Biodiversité versus spéculation
Ce beau projet inutile n’arrête pas là ses dégâts ! La biodiversité va aussi morfler. Les terrains de La Mogère sont effectivement un ensemble de terres agricoles. Et quand on regarde la carte du secteur, on remarque qu’ils représentent un véritable havre de paix pour la flore et les espèces animales (chauves souris, oiseaux, amphibiens, insectes). Espèces animales dont beaucoup sont sous protection nationale et européenne ou faisant partie du patrimoine régional. Pour toutes ces bestioles, le Nègue-Cats est leur bassin nourricier : elles s’y alimentent, s’y reproduisent et hivernent. Mais de cela, le commissaire enquêteur n’en a cure et est prêt à lâcher les bulldozers.

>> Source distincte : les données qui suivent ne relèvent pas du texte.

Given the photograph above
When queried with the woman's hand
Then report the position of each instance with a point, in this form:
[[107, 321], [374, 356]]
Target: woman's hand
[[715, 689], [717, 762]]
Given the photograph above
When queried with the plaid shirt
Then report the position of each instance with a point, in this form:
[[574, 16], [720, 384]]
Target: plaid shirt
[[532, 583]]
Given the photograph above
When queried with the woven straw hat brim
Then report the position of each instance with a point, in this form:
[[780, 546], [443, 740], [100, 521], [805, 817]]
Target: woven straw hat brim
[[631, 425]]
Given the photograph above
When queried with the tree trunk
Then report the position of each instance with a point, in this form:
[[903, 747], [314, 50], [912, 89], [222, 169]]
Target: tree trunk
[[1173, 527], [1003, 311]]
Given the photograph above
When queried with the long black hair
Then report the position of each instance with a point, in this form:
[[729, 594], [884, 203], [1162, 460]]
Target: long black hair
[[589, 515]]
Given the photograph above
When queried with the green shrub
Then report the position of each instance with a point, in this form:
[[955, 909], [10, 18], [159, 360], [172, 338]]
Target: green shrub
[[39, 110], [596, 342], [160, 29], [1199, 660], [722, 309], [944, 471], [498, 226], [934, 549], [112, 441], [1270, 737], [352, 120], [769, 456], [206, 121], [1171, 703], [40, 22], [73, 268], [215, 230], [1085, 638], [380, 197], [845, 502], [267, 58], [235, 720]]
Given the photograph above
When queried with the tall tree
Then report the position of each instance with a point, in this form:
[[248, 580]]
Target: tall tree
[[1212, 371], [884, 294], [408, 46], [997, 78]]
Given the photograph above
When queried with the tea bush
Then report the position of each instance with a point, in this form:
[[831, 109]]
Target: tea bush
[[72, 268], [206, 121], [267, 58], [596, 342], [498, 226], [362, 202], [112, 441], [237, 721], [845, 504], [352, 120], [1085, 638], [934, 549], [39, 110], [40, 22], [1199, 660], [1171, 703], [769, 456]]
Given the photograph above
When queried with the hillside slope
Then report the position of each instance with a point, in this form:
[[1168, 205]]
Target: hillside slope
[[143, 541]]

On y revient : la politique de l’offre ou de la demande ? Nos politiques au pouvoir n’ont qu’un logiciel, celui de l’offre. Pourtant La Mogère peut être un formidable lieu où l’on pourrait démontrer les bienfaits de la politique de la demande. Face au grignotage de la bétonnisation, un des enjeux autour de Montpellier est de maintenir la ceinture verte de la ville. Ces terres pourraient ainsi être utilisées pour une activité d’agriculture raisonnée et biologique au lieu d’être converties en terrains où s’épanouira la spéculation.
Un tel projet écosocialiste deviendrait alors un vrai volant d’entraînement pour l’économie locale. Au lieu de détruire, on réconcilie du même coup environnement, cadre de vie et économie. Et pour en arriver là, il faut d’urgence changer de logiciel !
J’observe que, même en dehors du problème de la zone inondable, créer une gare TGV sans possibilité de correspondance avec le reste du réseau est vraiment une connerie de gens qui ne prennent jamais le train. Au pire, cette gare aurait pu être construite davantage vers Baillargues, d’où une rame TER aurait pu partir pour faire la correspondance avec la gare de Montpellier.